I had put on a facade for so long that everything was “fine”, when in fact nothing had been fine for years. I left most people in the dark when it came to my emotions and my life. I had been accustomed to bottling up my feelings and forging on as if nothing were wrong.
When in fact, so much was wrong. Something I had not discussed with those closest to me, I found myself pouring out to April.
Humiliated and tired, this was my Hail Mary. She was the only person that I felt could understand the gravity of my pain, and the only person that could help me. I don’t mean the kind of help that loves and supports, I mean the kind of help that would grab a broom and sweep up the pieces when I was not strong enough to do it myself.
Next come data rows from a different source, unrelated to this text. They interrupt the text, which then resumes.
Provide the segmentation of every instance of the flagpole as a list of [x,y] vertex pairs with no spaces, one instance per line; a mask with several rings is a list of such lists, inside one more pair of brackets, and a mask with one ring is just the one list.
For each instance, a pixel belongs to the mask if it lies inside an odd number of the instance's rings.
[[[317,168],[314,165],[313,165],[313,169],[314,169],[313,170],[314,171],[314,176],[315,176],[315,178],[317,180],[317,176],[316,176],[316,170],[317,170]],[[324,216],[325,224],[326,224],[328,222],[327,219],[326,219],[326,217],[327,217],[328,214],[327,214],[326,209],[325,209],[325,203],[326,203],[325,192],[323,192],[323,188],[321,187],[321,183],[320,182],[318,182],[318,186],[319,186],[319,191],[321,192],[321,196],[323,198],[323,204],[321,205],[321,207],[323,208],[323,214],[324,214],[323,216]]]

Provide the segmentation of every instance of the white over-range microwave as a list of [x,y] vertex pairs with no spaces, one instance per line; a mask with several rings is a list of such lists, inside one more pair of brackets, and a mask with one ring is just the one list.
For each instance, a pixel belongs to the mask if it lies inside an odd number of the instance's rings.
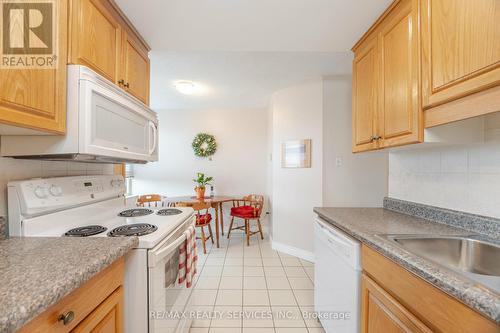
[[2,136],[6,157],[95,163],[158,160],[158,118],[144,103],[81,65],[68,65],[66,135]]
I told her everything. Through the tears and a shaking voice, I let her know that more than anything in the world I only wanted to be the best Mom, and so many odds had been stacked against me.
The walls and habits I built for 30 years, needed to come down.
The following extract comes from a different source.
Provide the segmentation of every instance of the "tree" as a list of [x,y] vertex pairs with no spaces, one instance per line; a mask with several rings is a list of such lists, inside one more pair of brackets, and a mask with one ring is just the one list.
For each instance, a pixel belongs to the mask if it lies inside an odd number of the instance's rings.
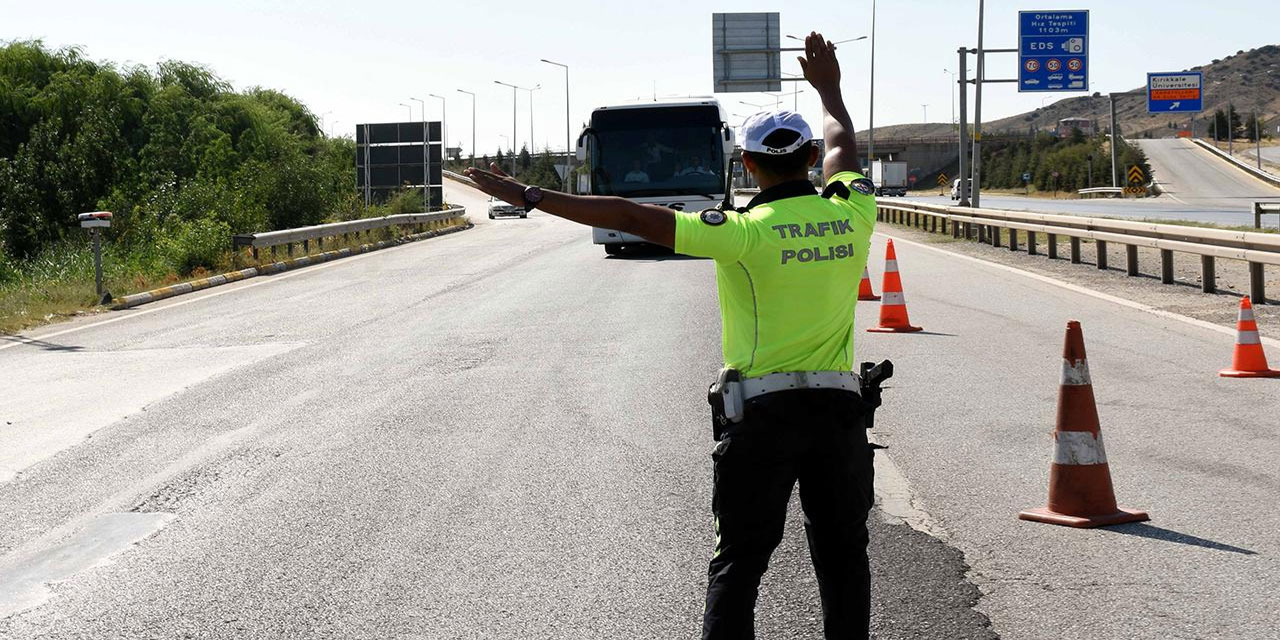
[[1249,112],[1249,119],[1244,123],[1244,137],[1249,142],[1257,142],[1258,136],[1262,133],[1266,123],[1258,117],[1257,112]]
[[520,171],[528,171],[530,161],[531,156],[529,155],[529,147],[521,145],[520,155],[516,157],[516,166],[520,168]]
The most humbling of all things, is showing others your vulnerabilities.
Even more so, I was sharing them with a woman that I had deemed in my eyes as someone who “stole” my husband and took my life out from under me.
But what if there was more to life and more to her than I had allowed myself to see?
Pride on the floor, and the mom crowns set aside, from one woman to another, we broke down. She felt my pain, and even took pieces of it as her own. I could feel the air in my lungs again, and the pit in my stomach slowly start to feel less empty.
As she sat and listened to me sob and confess so many secrets, I felt a bond grow that I would soon learn to be a bond that could never be broken.
The reality was, I needed her, and I needed help as a Mom. I needed the war to end and for my sons to not be impacted by the chaos that I was going through. I needed to trust her and trust that John would not again use my shortcomings against me as a mother.
I was doing the best I could, and I needed their help.
What a truly humbling experience it is, to reach for your enemy in a time of heartbreak and fear.
That experience forged a turning point and an end to a very dark chapter.
As I hung up the phone, I knew no matter how many more tears I shed over this heartbreak and loss, I would survive.
I would survive because had I gained a strength from the most unlikely of sources.